The studio arts class, Visionary Design Toward a Sustainable Environment, is taught by Janet Maher, associate professor of art. Roger D. Eastman, Ph.D., professor of computer science, teaches Computers, Nature and Art: Beauty from Computation.
By pairing these radically different subjects, Maher and Eastman aim to encourage students to look at art in different ways, to see how everything is connected, and to determine if something they create by hand (or on a computer with design software) and something they create using algorithms on a computer can be considered art. As part of their 2-D design class, Maher’s students draw, paint, compose, and assemble mixed media. In addition, they are researching and giving presentations on artists who are visionaries in contemporary art as well as environmental activists.
“I encourage students to bring in content that is of interest or concern to them, and we will work to make beautiful artwork that also happens to have meaning behind it,” she said.
Students in Maher’s class are responsible for keeping an Artist Date Journal. For at least one hour each week, they will stop to “check in with themselves” and write or draw without worrying about the result.

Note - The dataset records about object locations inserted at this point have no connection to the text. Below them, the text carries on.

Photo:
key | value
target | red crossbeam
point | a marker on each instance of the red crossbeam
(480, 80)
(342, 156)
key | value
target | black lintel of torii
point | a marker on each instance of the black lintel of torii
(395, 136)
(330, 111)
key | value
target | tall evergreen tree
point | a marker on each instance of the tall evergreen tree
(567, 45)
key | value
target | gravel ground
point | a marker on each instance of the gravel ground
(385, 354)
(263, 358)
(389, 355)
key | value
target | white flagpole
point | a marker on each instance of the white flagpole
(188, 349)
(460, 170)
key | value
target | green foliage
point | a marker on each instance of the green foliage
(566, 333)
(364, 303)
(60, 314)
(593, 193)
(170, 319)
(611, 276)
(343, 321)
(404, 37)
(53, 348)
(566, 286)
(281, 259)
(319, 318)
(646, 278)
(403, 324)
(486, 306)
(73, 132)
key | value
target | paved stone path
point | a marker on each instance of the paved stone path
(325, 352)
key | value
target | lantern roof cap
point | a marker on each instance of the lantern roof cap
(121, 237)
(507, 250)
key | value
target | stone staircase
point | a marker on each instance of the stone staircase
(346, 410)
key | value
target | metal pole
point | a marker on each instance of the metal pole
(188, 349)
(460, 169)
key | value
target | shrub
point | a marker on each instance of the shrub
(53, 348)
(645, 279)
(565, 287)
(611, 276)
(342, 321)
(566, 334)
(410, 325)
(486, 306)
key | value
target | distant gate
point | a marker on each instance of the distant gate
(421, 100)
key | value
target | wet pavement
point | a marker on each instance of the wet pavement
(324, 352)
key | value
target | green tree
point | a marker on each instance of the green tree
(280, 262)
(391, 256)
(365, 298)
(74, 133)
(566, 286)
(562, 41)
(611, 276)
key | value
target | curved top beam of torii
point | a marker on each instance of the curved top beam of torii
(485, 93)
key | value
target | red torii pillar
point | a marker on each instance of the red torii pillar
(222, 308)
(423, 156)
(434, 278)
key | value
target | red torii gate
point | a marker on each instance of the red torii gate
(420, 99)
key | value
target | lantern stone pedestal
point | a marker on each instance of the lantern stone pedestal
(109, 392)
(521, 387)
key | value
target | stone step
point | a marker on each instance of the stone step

“The journal will become messy, collaged, and painted on,” said Maher. “What I’m asking them to do will be very different, but it’s all based on being still and trying to feel creative.”
No single answer
While the students will get an introduction to Photoshop and other computer illustration programs in Maher’s class, what they will learn in Eastman’s course come spring is quite different.
“The focus of my class is to motivate the students to learn some computer programming and to use it to produce art of one sort or another,” Eastman said.
“The particular objective is going to be to produce what’s called ‘algorithmic art,’ where you don’t create it directly, as you might in Photoshop or a three-dimensional program to make movies. Instead, you make it indirectly by writing an algorithm or program that then does some calculations of its own and produces the picture from those calculations.”
Students will have the opportunity to examine and discuss professional artists who create in this way, followed by broader conversations in the classroom about the effect computer science has on art: What happens to the meaning of art when you can reduce it to a set of rules?
“The objective is to teach them some computer science. Then the art is to motivate them, and the seminar questions are to get them to think about it,” explained Eastman. “I don’t expect them to have a single answer. There is no single answer when you deal with art.”
Beyond the syllabus
Earlier in the semester, the students visited a farmers’ market. They explored an exhibit at the Rouse Company Foundation Gallery by Maher and shared dinner at Eastman’s home. They have plans to bake desserts for Beans and Bread, a shelter and food service program in downtown Baltimore.
The students have also learned about environmentally friendly actions they can take, such as becoming aware of what they discard and trying not to use fossil fuels.
“I hope that our students will use some of the practices we will be engaging in throughout the semester to become leaders for others in terms of how they interact with the environment,” Maher said.